Mereka kemudian dikumpulkan dan dibawa ke Polda Metro Jaya.
Sesampainya di kantor polisi, Amir mengaku diminta melakukan tes urine.
Ponsel mereka disita, tak dibolehkan menghubungi siapa pun termasuk pengacara atau Kedutaan Besar Malaysia.
“Mereka cuma mengizinkan kami menghubungi keluarga kami, tapi mereka memonitor komunikasi kami, lalu menyita kembali ponsel kami,” terangnya.
“Mereka juga tidak mengizinkan kami menunjuk pengacara. Mereka memaksa kami menandatangani surat penunjukan pengacara yang sudah mereka tentukan.”
Pada pagi harinya, polisi memberi tahu hasil tes urine mereka.
“Sebagian dari kami positif dan sebagian lainnya negatif. Tapi walaupun hasil tesnya negatif, mereka tetap mengunci kami di kantor mereka,” kata Amir.
“Mereka bilang karena kami datang sama-sama, walaupun sebagian [hasil tes urine] negatif, kami diminta mengaku salah dan membayar untuk bisa bebas.”
Diperas Rp 800 Juta
Amir mengeklaim bahwa dia dan delapan orang temannya diminta membayar Rp800 juta untuk bisa bebas.
“Padahal tidak ditemukan barang bukti apa pun pada kami, hanya tes urine sebagian dari kami hasilnya positif. Kami harus membayar Rp800 juta, walaupun hasilnya negatif, kami tetap harus bayar,” jelasnya.
Amir mencoba menawar nominal uang yang harus dibayarkan.
Akhirnya, mereka membayar sekitar RM100.000 (sekitar Rp360 juta).
Bukti Transfer ke Inisial MAB
Berdasarkan bukti transfer yang masih dia simpan, dana itu mereka kirimkan ke rekening pribadi seseorang berinisial MAB.

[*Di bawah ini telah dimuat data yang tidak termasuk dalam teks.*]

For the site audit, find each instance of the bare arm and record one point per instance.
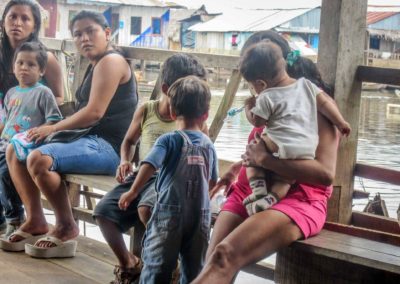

Amir mengeklaim MAB adalah pengacara yang ditunjuk polisi sebagai pendamping hukum Amir dan teman-temannya.
Ada pula seorang pengacara lainnya berinisial AT yang punya peran serupa dengan MAB, klaim Amir.
Menurutnya, AT dikenal sebagai salah satu pengacara di lingkup Polda Metro Jaya.
BBC News Indonesia telah meminta konfirmasi Polda Metro Jaya dan Mabes Polri terkait klaim-klaim Amir ini, namun hingga artikel ini diterbitkan belum mendapat respons.
Sementara itu, Wakil Ketua Umum Perhimpunan Advokat Indonesia (Peradi) Sapriyanto Refa mengaku belum tahu soal dugaan keterlibatan sejumlah pengacara dalam kasus dugaan pemerasan ini.
Ditahan di Kantor Polisi 2 Malam
Amir menghabiskan waktu hampir dua malam di kantor polisi.
Selama itu, dia hanya diberi makan satu kali.
Dia mengaku melihat banyak orang bernasib sama.
Orang-orang itu, kata Amir, tak cuma dari Malaysia.
“Ada orang-orang Indonesia, Singapura, dan Taiwan,” tuturnya.
“Ada beberapa yang diperlakukan lebih buruk dari kami. Ada orang Taiwan yang ditaruh di sel karena kantor mereka sudah penuh dengan kami,” sambung Amir.
Dia akhirnya dibebaskan pada Minggu (15/12/2024) siang.
Amir hanyalah satu dari banyak warga negara asing (WNA) yang menjadi korban pemerasan polisi berkedok razia narkoba.
Ada 45 Warga Malaysia Jadi Korban
Mabes Polri menyatakan bahwa ada 45 warga negara Malaysia yang menjadi korban dengan barang bukti sebesar Rp2,5 miliar.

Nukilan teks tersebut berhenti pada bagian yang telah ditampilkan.